Trained as a classical guitarist, Jeffrey Noonan (theorbo & Baroque guitar) has played early plucked instruments for over forty years across the Midwest. Based in St. Louis, he has performed regionally with various ensembles including Shakespear’s Bande, Early Music St. Louis, Bourbon Baroque (Louisville), Madison Early Music Festival (Wisconsin), Ars Antigua (Chicago), and Musik Ekklesia (Indianapolis.) In addition to performing across the country in the duo Musicke’s Cordes, Jeff has directed Such Sweete Melodie, a quintet specializing in seventeenth-century vocal repertoire and is a founding member of La petite brise, a trio featuring music for the Baroque flute. As accompanist and continuo player, Jeff performs a varied repertoire ranging from sixteenth-century chanson with solo voice to Handel’s Messiah with the St. Louis Symphony. A scholar of the early guitar, Jeff has produced two books and articles for Oxford Music Online on the subject as well as a recent edition of eighteenth-century violin sonatas by Giovanni Bononcini. Jeff has received funding and fellowships from the National Endowment for the Humanities and the Newberry Library. In 2016, the St. Louis Regional Arts Commission awarded him an Artist Fellowship in recognition of his work as a performer, teacher and scholar.

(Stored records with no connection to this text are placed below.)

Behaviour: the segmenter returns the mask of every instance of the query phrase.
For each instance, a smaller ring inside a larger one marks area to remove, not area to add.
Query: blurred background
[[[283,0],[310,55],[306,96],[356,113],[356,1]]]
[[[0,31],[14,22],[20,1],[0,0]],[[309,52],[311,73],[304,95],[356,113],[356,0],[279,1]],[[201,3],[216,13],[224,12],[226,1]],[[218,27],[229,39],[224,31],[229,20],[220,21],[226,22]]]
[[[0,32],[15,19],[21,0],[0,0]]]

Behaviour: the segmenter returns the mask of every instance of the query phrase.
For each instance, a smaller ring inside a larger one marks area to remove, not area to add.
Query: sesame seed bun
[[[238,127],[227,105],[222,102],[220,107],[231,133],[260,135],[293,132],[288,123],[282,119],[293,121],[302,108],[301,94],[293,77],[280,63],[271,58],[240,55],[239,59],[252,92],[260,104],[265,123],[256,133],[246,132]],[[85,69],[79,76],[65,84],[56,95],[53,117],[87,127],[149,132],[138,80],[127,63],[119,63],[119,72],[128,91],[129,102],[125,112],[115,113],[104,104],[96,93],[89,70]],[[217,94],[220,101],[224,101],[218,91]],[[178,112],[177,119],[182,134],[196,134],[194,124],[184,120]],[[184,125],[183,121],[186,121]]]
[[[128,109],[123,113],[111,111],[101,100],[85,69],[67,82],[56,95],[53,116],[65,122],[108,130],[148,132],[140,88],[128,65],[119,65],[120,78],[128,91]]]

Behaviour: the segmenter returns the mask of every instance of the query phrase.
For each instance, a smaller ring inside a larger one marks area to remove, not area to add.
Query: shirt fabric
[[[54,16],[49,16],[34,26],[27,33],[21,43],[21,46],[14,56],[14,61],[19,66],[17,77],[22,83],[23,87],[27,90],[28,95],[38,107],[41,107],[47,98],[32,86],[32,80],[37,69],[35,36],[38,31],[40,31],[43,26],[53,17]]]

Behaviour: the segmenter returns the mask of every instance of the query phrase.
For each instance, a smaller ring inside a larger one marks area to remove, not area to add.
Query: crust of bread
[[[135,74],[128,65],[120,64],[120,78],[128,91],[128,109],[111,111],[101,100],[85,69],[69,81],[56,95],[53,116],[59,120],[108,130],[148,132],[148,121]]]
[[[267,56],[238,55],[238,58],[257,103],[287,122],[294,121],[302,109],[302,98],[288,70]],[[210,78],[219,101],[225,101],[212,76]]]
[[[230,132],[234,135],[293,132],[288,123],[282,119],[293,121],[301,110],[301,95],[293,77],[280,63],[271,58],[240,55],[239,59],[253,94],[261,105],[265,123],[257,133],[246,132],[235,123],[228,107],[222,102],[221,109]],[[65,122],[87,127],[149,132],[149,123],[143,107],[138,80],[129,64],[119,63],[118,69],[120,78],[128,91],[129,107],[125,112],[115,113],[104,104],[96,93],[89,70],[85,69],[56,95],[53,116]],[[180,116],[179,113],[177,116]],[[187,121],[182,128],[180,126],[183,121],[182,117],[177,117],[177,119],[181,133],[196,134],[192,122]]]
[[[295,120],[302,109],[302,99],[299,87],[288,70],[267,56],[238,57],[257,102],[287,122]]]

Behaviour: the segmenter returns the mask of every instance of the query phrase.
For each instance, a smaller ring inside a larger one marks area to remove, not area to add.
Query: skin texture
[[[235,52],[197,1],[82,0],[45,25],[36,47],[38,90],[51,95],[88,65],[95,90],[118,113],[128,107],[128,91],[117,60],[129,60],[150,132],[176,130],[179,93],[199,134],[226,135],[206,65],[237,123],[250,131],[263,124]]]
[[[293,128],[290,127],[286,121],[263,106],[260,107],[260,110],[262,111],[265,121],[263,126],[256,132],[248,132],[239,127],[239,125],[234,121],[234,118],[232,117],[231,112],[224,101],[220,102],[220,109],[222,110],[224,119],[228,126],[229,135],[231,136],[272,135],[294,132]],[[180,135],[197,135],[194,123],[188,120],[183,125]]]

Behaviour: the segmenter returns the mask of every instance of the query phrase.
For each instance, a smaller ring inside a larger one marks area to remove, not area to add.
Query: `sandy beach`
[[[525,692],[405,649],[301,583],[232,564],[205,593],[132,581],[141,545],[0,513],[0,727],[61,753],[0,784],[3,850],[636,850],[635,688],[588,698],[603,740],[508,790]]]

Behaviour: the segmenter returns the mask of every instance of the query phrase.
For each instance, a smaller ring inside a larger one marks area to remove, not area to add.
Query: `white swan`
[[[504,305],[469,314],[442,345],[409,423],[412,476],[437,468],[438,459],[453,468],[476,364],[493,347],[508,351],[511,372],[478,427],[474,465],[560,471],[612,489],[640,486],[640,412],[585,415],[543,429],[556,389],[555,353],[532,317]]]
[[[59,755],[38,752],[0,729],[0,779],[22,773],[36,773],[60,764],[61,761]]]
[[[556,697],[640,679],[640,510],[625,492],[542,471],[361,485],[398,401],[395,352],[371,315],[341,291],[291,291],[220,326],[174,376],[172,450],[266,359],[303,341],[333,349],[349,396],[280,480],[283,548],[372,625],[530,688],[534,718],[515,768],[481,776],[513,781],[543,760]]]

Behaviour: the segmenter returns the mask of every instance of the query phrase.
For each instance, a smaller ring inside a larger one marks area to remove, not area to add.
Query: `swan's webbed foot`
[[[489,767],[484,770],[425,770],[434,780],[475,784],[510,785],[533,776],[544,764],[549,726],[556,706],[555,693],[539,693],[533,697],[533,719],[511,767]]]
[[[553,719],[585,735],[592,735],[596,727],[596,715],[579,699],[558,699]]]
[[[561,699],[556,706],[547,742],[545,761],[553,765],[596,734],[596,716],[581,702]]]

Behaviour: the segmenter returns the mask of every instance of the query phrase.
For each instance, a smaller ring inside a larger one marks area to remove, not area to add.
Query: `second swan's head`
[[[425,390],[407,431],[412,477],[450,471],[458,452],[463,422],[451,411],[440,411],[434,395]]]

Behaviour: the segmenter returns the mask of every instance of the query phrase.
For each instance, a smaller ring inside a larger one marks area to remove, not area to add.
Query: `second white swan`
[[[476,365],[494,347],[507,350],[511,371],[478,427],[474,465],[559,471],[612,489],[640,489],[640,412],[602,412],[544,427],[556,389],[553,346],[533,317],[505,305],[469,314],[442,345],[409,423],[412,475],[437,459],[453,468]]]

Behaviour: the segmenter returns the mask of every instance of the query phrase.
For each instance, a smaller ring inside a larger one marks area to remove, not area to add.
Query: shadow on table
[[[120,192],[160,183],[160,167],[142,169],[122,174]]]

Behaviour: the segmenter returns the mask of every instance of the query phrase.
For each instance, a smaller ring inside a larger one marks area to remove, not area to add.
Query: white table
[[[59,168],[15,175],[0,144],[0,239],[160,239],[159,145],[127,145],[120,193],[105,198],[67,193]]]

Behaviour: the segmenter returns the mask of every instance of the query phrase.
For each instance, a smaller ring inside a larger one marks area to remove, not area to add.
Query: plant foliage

In 2019, Jeff established Early Music Missouri, an organization dedicated to the performance, study, and teaching of Early Music in the region. EMMo’s concert series, Early Music@First, offers six performances a year, featuring local, regional and national Early Music soloists and ensembles. 

Jeff holds degrees from the University of Notre Dame (A.B.), the Hartt School of Music (B.Mus.) and Washington University in St. Louis (M.Mus., Ph.D.) He taught as adjunct faculty at St. Mary’s College, Indiana/Purdue Universities in Fort Wayne, Andrews University, and Washington University in St. Louis. Jeff served on the music faculty of Southeast Missouri State University for sixteen years, teaching upper-level music literature and history courses and directing the classical guitar program. He retired from Southeast as a Professor of Music in 2015.